I was always placated by the repetitive gameplay of that snowboarding game, and — like a patient on a morphine drip — the classic tunes that would always pipe in take me back to teenager-shirking-homework levels of lethargy. The music was a mess of songs once loved — some still loved, some fallen out of favor or some receded back into the pool from which they first evolved. Effortlessly, the words and melodies would always come back. I had a deep love for simple, mindless songs, and, as I’ve since worked my way up some imaginary objective musical criticism ladder, I’ve still held on to what drove my first love for music: speed and power. I actually felt like any musical baggage was lifted in those listening sessions — any notion of superiority dropped for a sense of clarity and appreciation. These were the songs that first made you drive to Detroit on a school night to see them live or made you go to practice with friends in the garage without an air conditioner. This wasn’t about merits in execution, it was about the blood rolling down your wrist (as hearts on sleeves tend to bleed).
I’m not sure academia can truly be applied to punk music — as far as I know, no accredited university can make me a scholar — but in my lifelong love of music, I’ve listened to thousands of bands, from active torchbearers back through trailblazers. I’ve read essential biographies; I’ve called mass reissues of records “must-owns” (London Calling).

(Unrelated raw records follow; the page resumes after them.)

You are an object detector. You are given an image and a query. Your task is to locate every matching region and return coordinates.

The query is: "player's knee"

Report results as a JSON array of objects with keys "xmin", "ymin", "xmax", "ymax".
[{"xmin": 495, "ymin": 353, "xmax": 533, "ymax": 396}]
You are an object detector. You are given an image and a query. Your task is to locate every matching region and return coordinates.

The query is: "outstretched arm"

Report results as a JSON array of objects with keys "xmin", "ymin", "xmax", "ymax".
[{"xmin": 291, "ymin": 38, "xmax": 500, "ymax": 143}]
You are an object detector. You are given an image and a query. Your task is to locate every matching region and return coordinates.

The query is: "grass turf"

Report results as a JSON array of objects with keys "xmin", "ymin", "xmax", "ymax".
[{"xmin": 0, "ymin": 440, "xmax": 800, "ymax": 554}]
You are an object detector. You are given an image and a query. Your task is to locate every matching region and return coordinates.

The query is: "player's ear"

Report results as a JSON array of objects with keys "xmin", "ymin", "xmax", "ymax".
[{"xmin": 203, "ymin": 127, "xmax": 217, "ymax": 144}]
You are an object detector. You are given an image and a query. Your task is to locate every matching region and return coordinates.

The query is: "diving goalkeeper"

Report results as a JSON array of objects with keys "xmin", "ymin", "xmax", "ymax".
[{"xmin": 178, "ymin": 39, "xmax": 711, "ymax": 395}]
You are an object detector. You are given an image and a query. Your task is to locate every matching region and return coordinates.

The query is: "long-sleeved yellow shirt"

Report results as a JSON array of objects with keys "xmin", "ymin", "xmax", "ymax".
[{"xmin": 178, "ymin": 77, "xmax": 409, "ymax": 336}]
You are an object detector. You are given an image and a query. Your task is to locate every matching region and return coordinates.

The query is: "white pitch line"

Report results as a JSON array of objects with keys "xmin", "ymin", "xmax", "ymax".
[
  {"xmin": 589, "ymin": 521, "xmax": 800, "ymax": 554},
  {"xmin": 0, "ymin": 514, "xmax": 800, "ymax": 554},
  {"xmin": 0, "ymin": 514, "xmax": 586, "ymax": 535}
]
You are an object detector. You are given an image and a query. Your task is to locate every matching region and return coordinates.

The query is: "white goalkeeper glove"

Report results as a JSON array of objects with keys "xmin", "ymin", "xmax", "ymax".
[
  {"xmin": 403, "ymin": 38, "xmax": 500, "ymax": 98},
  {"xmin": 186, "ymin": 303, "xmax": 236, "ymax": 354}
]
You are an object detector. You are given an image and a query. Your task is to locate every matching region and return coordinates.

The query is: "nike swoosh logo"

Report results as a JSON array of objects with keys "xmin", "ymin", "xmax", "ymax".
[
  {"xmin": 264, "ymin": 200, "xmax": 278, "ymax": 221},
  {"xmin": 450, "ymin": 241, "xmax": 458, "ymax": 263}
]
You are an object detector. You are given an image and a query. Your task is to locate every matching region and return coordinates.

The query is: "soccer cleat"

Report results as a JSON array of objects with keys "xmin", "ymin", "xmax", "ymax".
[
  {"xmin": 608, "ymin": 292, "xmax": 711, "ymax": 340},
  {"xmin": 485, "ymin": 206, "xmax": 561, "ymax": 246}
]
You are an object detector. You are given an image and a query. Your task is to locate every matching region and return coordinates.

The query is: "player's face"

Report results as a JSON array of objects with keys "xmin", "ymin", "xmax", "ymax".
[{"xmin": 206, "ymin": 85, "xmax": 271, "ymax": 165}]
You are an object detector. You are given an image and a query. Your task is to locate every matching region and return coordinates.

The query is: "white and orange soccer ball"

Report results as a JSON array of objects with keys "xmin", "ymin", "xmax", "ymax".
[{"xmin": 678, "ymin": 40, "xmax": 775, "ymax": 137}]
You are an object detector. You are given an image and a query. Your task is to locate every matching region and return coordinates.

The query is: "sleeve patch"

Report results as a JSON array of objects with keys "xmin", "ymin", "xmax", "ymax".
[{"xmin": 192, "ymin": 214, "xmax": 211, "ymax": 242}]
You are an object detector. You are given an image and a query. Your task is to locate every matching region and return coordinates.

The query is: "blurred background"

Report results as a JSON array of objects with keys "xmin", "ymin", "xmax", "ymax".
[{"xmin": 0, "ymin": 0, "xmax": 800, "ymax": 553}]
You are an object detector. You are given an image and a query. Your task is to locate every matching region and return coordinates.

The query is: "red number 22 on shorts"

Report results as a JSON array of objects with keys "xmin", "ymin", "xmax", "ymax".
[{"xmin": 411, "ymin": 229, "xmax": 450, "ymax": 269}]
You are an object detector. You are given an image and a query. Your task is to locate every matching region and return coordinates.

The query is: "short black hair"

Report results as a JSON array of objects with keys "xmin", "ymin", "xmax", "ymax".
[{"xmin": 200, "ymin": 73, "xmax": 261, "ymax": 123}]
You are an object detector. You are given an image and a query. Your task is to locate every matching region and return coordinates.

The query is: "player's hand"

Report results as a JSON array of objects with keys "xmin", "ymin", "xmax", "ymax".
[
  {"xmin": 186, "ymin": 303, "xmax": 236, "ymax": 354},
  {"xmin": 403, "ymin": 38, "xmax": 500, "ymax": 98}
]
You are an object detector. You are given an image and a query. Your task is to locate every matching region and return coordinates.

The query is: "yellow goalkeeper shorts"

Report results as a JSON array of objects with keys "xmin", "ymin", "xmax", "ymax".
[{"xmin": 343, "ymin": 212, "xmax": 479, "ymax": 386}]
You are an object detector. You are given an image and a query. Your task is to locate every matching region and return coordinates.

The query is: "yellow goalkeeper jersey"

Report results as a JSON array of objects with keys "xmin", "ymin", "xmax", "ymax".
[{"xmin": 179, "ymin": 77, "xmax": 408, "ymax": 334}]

I’ve debated Blink-182 versus MxPx.
But here, in a humble way, there was no gap between the Sex Pistols and The Huntingtons. There wasn’t precisely 25.7 years between the original Ramones lineup and Slick Shoes. There wasn’t true punk or faux punk or distilled grit-laced pop elements or NOFX or Value Pac or New York Dolls. This was the jumping-off point, and the conviction of the present was shining brighter than any measure of credibility. This was rock and roll. And sometimes, you turn it up and let it hit you like an eight-bit gut punch.